Hi, i have made a photobucket account for the forum to use. If mods dont agree then please delete the thread.

PLEASE RESPECT THE FACT I MADE IT FOR YOU, I AM TRUSTING YOU SO PLEASE DONT SPOIL IT.

Image hosting, free photo sharing & video sharing at Photobucket

user name- rfuk

Password- forum

Mods, can this be made sticky if you agree with it please.


----------



## Burmese-Miles (Dec 28, 2007)

its a great idea thanks for thinkin of it =]


----------



## tombraider (May 6, 2006)

yeah its great until someone decides to change the password :crazy:


----------



## Jade01 (Feb 21, 2007)

good idea, surprised its not been done sooner now thinking about it


----------



## Tomcat (Jul 29, 2007)

If it gets changed, i have the recovery questions and email address paswords lol.


----------



## Jade01 (Feb 21, 2007)

Tomcat said:


> If it gets changed, i have the recovery questions and email address paswords lol.


good thinking


----------



## ANT (Nov 11, 2007)

thats a great idea!!  (..even tho i have my own!)


----------



## tombraider (May 6, 2006)

knowing my luck someone would delete my photos and put a porn photos up instead :lol2:


----------



## Tomcat (Jul 29, 2007)

Lol, lets hope the do  Only joking.


----------



## Tomcat (Jul 29, 2007)

Has anyone used it yet?


----------



## Tops (Apr 26, 2007)

nope. Not from the looks of things.

I think most people have their own accounts so signing into a different one is pretty pointless.


----------



## Drummerkid (Sep 24, 2007)

when I open photobucket im already signed in to my own one :lol:


----------



## jonnydotcom (Sep 8, 2006)

drummerkid1993 said:


> when I open photobucket im already signed in to my own one :lol:


same ere: victory:

but just cos i'm bored i have put the first pic on there.


----------



## kitenutuk (Dec 27, 2007)

We could always start a group on flickr i dont know how many people use flickr on here but as far as groups go im pretty sure theres 1 decent one for lizards and one for beardies at the mo but none seem to move to much any takers? if there is i can soon make the group


----------



## Snakes r grreat (Aug 21, 2006)

I just went for a nosey, and the password doesnt work. :crazy:


----------



## ANT (Nov 11, 2007)

yep, someones changed the password!!  :crazy:


----------



## Snakes r grreat (Aug 21, 2006)

ANT said:


> yep, someones changed the password!!  :crazy:


How unlike the RFUK Mob! :lol2:


----------



## ANT (Nov 11, 2007)

lol!!
but the thing is cant non-members also see this part of the forum???


----------



## Tops (Apr 26, 2007)

yes i think so


----------



## Snakes r grreat (Aug 21, 2006)

ANT said:


> lol!!
> but the thing is cant non-members also see this part of the forum???

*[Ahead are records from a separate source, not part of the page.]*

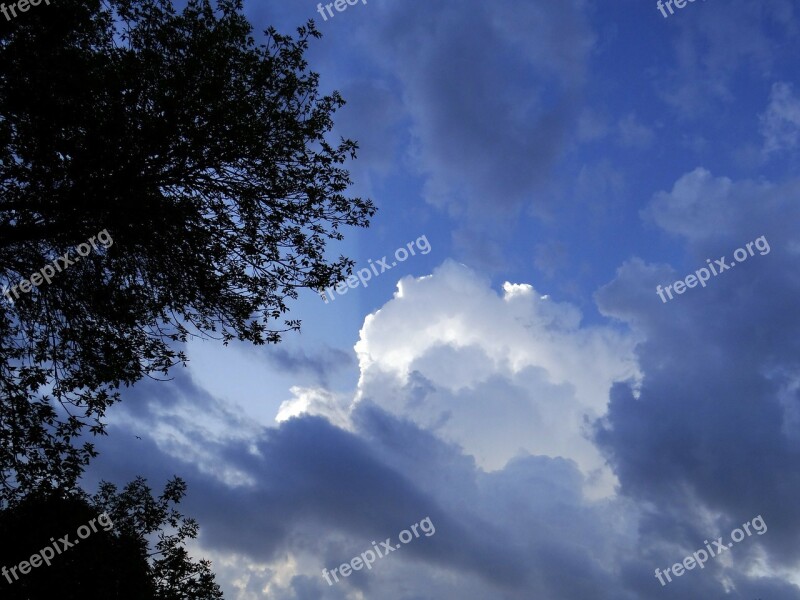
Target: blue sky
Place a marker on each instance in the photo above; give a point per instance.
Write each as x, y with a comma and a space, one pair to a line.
522, 383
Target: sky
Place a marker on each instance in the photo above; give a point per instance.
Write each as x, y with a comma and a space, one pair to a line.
569, 425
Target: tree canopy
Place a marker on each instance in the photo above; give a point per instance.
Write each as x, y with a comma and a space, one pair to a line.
203, 155
97, 547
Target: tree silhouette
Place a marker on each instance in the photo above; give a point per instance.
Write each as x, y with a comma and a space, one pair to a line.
202, 156
111, 560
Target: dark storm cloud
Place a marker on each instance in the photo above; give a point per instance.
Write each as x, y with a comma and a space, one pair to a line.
321, 363
322, 490
492, 90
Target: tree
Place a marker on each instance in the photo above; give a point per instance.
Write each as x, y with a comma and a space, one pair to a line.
201, 155
105, 554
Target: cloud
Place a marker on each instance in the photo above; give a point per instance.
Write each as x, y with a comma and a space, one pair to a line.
708, 440
633, 134
516, 126
499, 375
780, 125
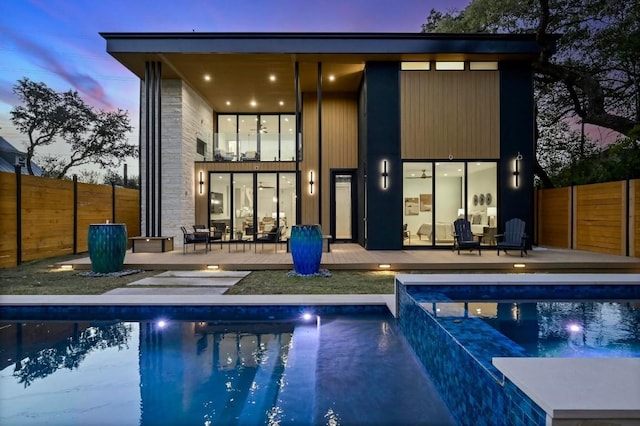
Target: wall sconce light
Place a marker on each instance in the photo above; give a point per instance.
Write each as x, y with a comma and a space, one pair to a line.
516, 169
492, 212
311, 182
384, 175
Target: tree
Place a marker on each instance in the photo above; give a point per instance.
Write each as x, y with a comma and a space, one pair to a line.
113, 177
94, 136
592, 71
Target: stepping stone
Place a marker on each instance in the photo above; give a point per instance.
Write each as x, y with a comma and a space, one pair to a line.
168, 291
189, 282
204, 274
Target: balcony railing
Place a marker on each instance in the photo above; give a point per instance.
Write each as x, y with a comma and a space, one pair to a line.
234, 147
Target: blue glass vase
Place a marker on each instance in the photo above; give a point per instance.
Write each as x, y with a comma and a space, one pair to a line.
107, 246
306, 248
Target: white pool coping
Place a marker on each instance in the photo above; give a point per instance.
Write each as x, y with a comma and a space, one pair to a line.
578, 388
518, 279
570, 390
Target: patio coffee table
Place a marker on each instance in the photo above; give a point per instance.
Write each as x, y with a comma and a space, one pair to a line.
237, 241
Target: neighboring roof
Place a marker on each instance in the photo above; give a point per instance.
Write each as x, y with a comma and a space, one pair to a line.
5, 146
8, 154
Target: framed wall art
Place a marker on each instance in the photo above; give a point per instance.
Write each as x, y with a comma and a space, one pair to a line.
425, 202
411, 206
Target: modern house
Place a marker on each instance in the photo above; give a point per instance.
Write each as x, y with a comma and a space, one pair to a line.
383, 139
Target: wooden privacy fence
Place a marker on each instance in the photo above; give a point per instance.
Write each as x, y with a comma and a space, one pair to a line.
41, 217
603, 217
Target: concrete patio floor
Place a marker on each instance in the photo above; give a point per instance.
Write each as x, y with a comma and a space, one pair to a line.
354, 257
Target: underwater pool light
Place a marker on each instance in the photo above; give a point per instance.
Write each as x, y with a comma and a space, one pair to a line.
574, 328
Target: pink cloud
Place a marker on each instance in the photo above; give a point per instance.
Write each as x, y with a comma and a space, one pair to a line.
44, 57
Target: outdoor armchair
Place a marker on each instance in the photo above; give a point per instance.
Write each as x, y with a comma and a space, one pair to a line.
463, 238
194, 238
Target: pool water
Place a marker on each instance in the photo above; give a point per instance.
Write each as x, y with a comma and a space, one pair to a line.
333, 370
555, 328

Yep, but it could have been anyone, maybe it was a google bot. :crazy:


----------



## kitenutuk (Dec 27, 2007)

if we can open a group on flickr we dont need paswords all you got to be is a member it dont cost anything to store pics there


----------



## Tomcat (Jul 29, 2007)

I dont under stand flickr. Can someone else do it lol?


----------



## stephenie191 (May 29, 2007)

HMMM - that didn't take long for somone to change the password :lol2:

Too many people can see the page - non members too so i doubt this would work !


----------



## kaimarion (Dec 31, 2007)

The password isnt working:crazy::whip: lol.
We could just PM to find out the password so we dont have this problem!!!


----------